Espionner et contrôler : pouvoir réel ou illusion

par Stella Calloni *

 

Toutes les versions de cet article : [Español] [français]

Un article du New York Times révèle que les USA joints à des entreprises privées de renseignement, ont créé un système en ligne de gestion du comportement des personnes pour les espionner et les contrôler à travers les réseaux sociaux. Les nouvelles formes d’espionnage sont des versions actualisées de contrôle qui ont déjà été expérimentées par nos pays pendant les dictatures militaires et la guerre froide.

Le périodique étasunien New York Times a publié récemment un article – « La vraie guerre contre la réalité » [«  The real war against reality  ». Peter Ludlow. NYT, 14 de junio de 2013] - dans lequel il révèle que l’Armée des USA conjointement avec des entreprises privées de renseignement « ont créé un système de gestion de comportement « on-line » des personnes », dans ce qu’ils qualifient de « lutte contre les idéologies extrémistes et la propagande anti-étasunienne » et analyse de quelle manière opère cette manipulation des réseaux sociaux.

Le programme a été développé à la demande expresse de la Force Aérienne étasunienne, avec différents objectifs, entre autres, celui de « fabriquer la réalité » et, pour tout dire, vendre cette réalité falsifiée afin de contrôler les réseaux sociaux et les sociétés en général, à travers les moyens d’information de masse qui participent à ces opérations et les engrenages essentiels de la dite « guerre psychologique ».

Tel qu’il est conçu, ce programme « permet de contrôler de multiples identités en ligne (dénommée « puppet » ) pour créer des commentaires dans des espaces de communication sociale, créer de faux consensus sur des thèmes déterminés, reléguer à l’arrière-plan les opinions non désirées par le Gouvernement de la Maison Blanche et étouffer les commentaires et informations qui ne correspondent pas à leurs objectifs stratégiques. »

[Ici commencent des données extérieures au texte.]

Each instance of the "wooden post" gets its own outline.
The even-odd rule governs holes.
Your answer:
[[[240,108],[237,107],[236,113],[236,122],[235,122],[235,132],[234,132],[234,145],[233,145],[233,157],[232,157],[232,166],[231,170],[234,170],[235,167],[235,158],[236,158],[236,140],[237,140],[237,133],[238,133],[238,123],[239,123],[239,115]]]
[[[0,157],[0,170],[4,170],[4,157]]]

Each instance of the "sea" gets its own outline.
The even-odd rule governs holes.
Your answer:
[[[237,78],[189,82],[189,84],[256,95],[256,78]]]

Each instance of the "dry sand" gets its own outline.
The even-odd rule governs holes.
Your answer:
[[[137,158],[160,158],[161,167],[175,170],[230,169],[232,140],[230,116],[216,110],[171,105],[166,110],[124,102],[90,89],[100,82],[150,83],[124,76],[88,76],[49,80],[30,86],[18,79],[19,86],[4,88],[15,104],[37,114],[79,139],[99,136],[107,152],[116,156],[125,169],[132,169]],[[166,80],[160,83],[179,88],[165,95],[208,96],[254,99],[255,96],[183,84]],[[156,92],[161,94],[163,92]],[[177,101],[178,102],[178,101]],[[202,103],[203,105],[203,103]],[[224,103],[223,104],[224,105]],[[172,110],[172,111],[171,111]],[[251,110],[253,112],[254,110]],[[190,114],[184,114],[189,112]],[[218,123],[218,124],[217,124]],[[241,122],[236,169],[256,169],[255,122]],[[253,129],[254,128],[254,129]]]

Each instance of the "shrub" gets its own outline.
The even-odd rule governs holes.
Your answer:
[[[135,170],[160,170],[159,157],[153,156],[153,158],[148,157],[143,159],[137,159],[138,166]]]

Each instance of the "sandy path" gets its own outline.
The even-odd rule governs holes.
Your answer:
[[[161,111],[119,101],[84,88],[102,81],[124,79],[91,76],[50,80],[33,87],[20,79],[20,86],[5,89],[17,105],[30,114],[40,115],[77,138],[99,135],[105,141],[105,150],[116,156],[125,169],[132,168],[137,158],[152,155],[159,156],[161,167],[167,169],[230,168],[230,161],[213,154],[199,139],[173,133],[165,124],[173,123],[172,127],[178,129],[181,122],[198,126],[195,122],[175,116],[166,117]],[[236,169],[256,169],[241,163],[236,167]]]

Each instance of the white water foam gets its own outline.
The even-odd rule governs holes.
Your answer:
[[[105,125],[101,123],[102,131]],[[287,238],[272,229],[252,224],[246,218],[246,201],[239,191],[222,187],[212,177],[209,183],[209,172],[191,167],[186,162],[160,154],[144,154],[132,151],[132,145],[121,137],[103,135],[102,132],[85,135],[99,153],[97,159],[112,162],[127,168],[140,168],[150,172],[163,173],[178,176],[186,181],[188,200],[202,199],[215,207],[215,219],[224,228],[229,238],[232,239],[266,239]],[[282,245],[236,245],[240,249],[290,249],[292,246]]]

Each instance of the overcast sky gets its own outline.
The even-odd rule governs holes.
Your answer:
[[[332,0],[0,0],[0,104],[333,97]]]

« Dans le réseau de l’espionnage cybernétique nous sommes bien sur plus surveillés les uns que les autres »

Un analyste britannique nous avertit « qu’une grande partie du travail de renseignement que réalisent les USA » est dans les mains d’entreprises privées qui « nous seulement occultent sinon qui fabriquent la réalité » à travers un type de software qui « manipule les médias de communication sociale ».

Pour l’analyste Anthony Gucciardi, cité par le New York Times, l’objectif de cette « guerre cybernétique » n’est pas « d’améliorer la réputation internationale » de l’Armée des USA – comme l’ont suggéré les commandants militaires de ce pays, mais bien de promouvoir « le développement d’un important réseau d’ordinateurs qui font circuler constamment des messages écrits spécifiquement pour être publiés par les réseaux sociaux et les pages de commentaires de nouvelles », qui en réalité sont destinées à leurrer les sociétés et « diriger » les réseaux sociaux.

Bien sûr, le renseignement militaire soutient que cela se fait « au nom de la sécurité étasunienne »

Pour qui a souffert dans sa propre chair les concepts, programmes, opérations, coups d’état, interventions, assassinats massifs, disparitions forcées sous les dictatures militaires installées au nom de la « Doctrine de Sécurité Nationale (des USA) aux temps « chauds » de la « guerre froide », la situation nous ramène directement dans le passé. Et le niveau des ressources d’espionnage nous fait nous ressentir comme des sociétés illégales et rigoureusement surveillées.

Parce que dans les réseaux d’espionnage cybernétique nous sommes tous surveillés, les uns plus que les autres bien sûr. Le quotidien (NYT) cite également le psychologue étasunien Peter Ludlow « il s’agit d’une méthode efficace pour leurrer une population en générant une fausse réalité, au lieu d’imposer leur volonté (celle des mentors de l’espionnage) par la force. »

C’est-à-dire, « s’approprier » jour après jour d’une société déterminée pour contrôler, au moyen de l’utilisation de cette véritable guerre sous couverture, mettant en action ce qui est qualifié de « Psyops » (opérations psychologiques), comme partie d’une stratégie militaire étasunienne, dans la même lignée que les actions de déstabilisations que les vénézuéliens nomment à juste titre « coup d’état permanent »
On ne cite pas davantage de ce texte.